Nova fase dos pagamentos digitais no Brasil exige equilíbrio entre inovação e segurança
Expansão do Pix, avanço regulatório e novas funcionalidades como o Pix Automático devem transformar o setor em 2026
O mercado de pagamentos digitais no Brasil atravessa uma nova fase de expansão acelerada, impulsionada pela combinação entre inovação tecnológica e avanços regulatórios. Símbolo dessa transformação, o Pix movimentou cerca de R$ 35,3 trilhões e registrou quase 80 bilhões de transações apenas no último ano, de acordo com o Banco Central (BC). O volume consolida o sistema como o principal meio de pagamento do país e uma das maiores infraestruturas de transferências instantâneas do mundo.
O avanço também tem sido acompanhado por novas iniciativas regulatórias. Em fevereiro de 2026, o BC anunciou regras para o Pix Automático, funcionalidade que permitirá pagamentos recorrentes diretamente pela infraestrutura do Pix. Pela norma, consumidores precisam autorizar esse tipo de cobrança em seus aplicativos bancários até abril de 2026, garantindo maior controle sobre débitos automáticos.

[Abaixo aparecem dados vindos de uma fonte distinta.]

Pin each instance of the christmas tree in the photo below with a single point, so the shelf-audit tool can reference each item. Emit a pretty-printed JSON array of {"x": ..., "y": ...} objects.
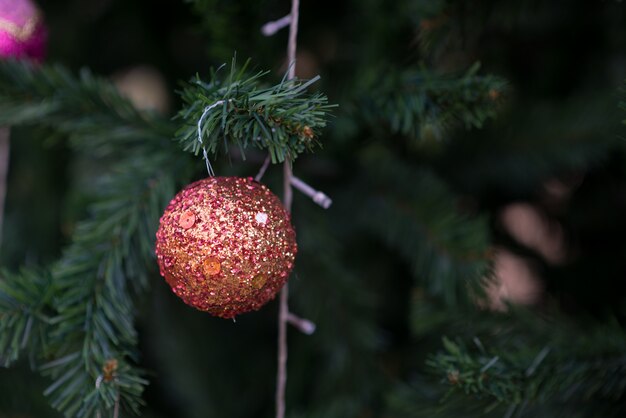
[{"x": 471, "y": 262}]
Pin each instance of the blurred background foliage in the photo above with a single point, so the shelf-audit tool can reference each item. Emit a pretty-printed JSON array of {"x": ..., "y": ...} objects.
[{"x": 515, "y": 185}]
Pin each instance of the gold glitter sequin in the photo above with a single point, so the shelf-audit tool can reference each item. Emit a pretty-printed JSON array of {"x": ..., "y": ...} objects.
[
  {"x": 213, "y": 239},
  {"x": 259, "y": 280},
  {"x": 187, "y": 219},
  {"x": 211, "y": 266}
]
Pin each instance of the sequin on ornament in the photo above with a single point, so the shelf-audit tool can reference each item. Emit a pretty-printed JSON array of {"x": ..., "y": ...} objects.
[
  {"x": 22, "y": 31},
  {"x": 225, "y": 245}
]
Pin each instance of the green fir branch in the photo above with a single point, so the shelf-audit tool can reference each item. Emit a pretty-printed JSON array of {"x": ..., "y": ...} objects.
[
  {"x": 236, "y": 110},
  {"x": 89, "y": 323},
  {"x": 88, "y": 110},
  {"x": 511, "y": 370},
  {"x": 24, "y": 314},
  {"x": 96, "y": 280},
  {"x": 421, "y": 104},
  {"x": 449, "y": 251}
]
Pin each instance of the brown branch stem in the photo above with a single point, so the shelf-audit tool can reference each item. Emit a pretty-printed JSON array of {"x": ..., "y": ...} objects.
[{"x": 283, "y": 315}]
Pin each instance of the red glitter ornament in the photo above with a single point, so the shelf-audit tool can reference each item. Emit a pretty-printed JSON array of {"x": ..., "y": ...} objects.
[
  {"x": 22, "y": 31},
  {"x": 225, "y": 245}
]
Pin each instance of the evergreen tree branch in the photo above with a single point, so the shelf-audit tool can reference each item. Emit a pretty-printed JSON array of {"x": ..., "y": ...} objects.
[
  {"x": 93, "y": 335},
  {"x": 88, "y": 109},
  {"x": 283, "y": 119},
  {"x": 88, "y": 327},
  {"x": 421, "y": 104},
  {"x": 449, "y": 252},
  {"x": 518, "y": 368}
]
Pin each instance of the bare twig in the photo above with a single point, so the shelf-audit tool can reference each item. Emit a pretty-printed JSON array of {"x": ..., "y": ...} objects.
[
  {"x": 270, "y": 28},
  {"x": 261, "y": 172},
  {"x": 5, "y": 146},
  {"x": 318, "y": 197},
  {"x": 304, "y": 325},
  {"x": 281, "y": 378}
]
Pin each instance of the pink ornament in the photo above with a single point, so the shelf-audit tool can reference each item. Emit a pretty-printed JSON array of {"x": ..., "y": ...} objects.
[{"x": 22, "y": 31}]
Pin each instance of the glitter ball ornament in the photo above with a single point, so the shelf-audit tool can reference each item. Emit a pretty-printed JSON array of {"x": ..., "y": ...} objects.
[
  {"x": 22, "y": 32},
  {"x": 225, "y": 245}
]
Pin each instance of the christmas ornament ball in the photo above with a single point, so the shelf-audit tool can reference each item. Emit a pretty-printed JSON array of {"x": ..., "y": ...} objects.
[
  {"x": 225, "y": 245},
  {"x": 22, "y": 31}
]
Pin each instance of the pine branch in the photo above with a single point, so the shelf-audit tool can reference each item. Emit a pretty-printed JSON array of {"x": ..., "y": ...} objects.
[
  {"x": 567, "y": 366},
  {"x": 283, "y": 119},
  {"x": 422, "y": 104},
  {"x": 24, "y": 314},
  {"x": 89, "y": 110},
  {"x": 449, "y": 252},
  {"x": 94, "y": 336},
  {"x": 89, "y": 331}
]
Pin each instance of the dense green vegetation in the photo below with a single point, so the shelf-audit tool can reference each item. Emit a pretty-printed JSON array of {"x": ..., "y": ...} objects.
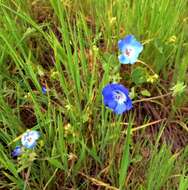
[{"x": 70, "y": 47}]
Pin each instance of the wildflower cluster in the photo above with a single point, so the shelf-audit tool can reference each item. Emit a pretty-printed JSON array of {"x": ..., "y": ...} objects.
[
  {"x": 28, "y": 140},
  {"x": 116, "y": 96}
]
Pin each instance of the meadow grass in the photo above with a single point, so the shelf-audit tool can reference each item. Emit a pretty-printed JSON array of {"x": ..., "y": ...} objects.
[{"x": 71, "y": 48}]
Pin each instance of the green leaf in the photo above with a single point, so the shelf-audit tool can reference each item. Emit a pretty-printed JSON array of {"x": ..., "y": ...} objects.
[
  {"x": 139, "y": 75},
  {"x": 145, "y": 93},
  {"x": 56, "y": 163}
]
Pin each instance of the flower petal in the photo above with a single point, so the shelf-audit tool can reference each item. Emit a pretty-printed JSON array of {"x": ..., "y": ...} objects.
[
  {"x": 137, "y": 46},
  {"x": 120, "y": 87},
  {"x": 120, "y": 108},
  {"x": 125, "y": 41}
]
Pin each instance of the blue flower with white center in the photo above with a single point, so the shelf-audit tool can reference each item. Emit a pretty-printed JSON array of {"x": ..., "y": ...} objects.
[
  {"x": 116, "y": 97},
  {"x": 29, "y": 139},
  {"x": 17, "y": 151},
  {"x": 44, "y": 90},
  {"x": 130, "y": 49}
]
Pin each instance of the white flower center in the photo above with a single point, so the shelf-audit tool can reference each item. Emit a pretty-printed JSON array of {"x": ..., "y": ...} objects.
[{"x": 119, "y": 97}]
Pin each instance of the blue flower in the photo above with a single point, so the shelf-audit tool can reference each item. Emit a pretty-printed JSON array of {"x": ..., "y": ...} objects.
[
  {"x": 130, "y": 49},
  {"x": 17, "y": 151},
  {"x": 116, "y": 97},
  {"x": 29, "y": 139},
  {"x": 44, "y": 90}
]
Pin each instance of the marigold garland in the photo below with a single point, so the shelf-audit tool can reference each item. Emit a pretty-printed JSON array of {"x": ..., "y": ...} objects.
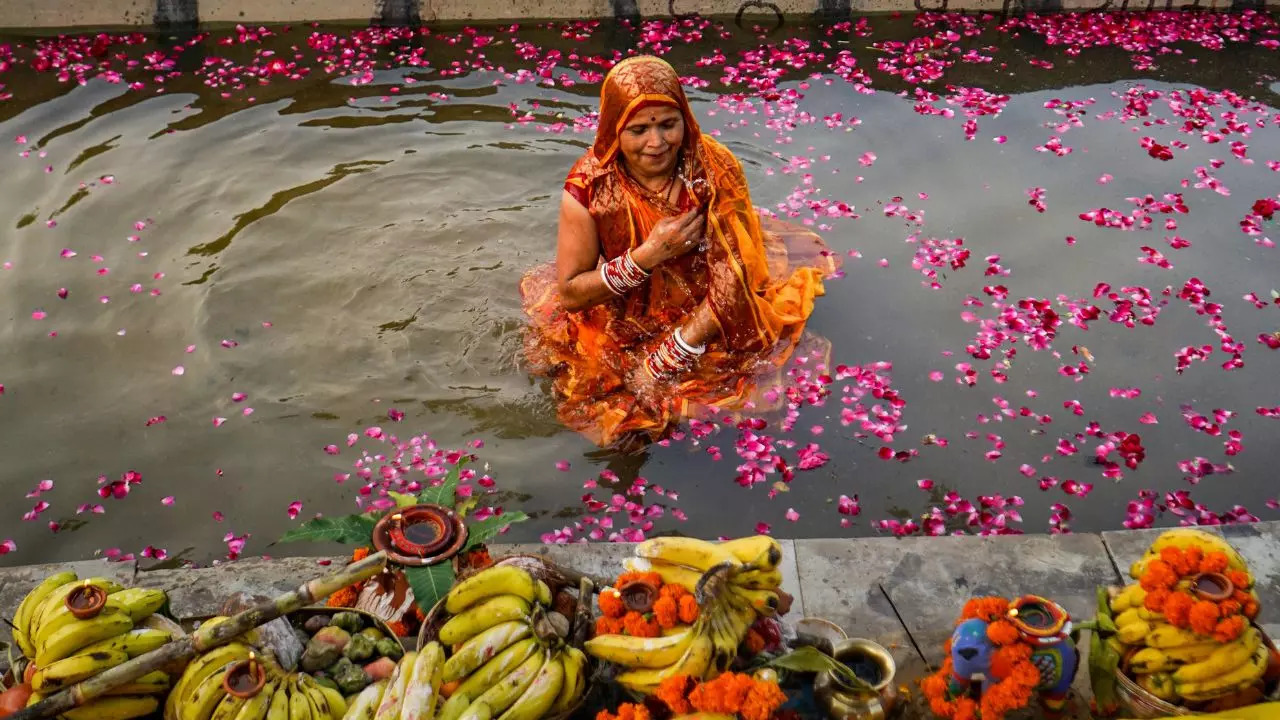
[
  {"x": 730, "y": 693},
  {"x": 1166, "y": 580},
  {"x": 1016, "y": 675},
  {"x": 675, "y": 606}
]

Segundo Daiane Ribeiro, responsável do compliance e jurídico da Idea Maker, fintech que desenvolve soluções para e-commerce de produtos com venda incentivada, meios de pagamento e gestão de dados, a evolução dessas normas tem sido fundamental para estruturar o crescimento do mercado de pagamentos digitais no país. “Nos últimos anos, o Brasil construiu um ambiente regulatório que incentiva a inovação ao mesmo tempo em que reforça a segurança e a governança do sistema financeiro. Esse equilíbrio é essencial para garantir confiança nas transações digitais e sustentar o crescimento do setor”, afirma.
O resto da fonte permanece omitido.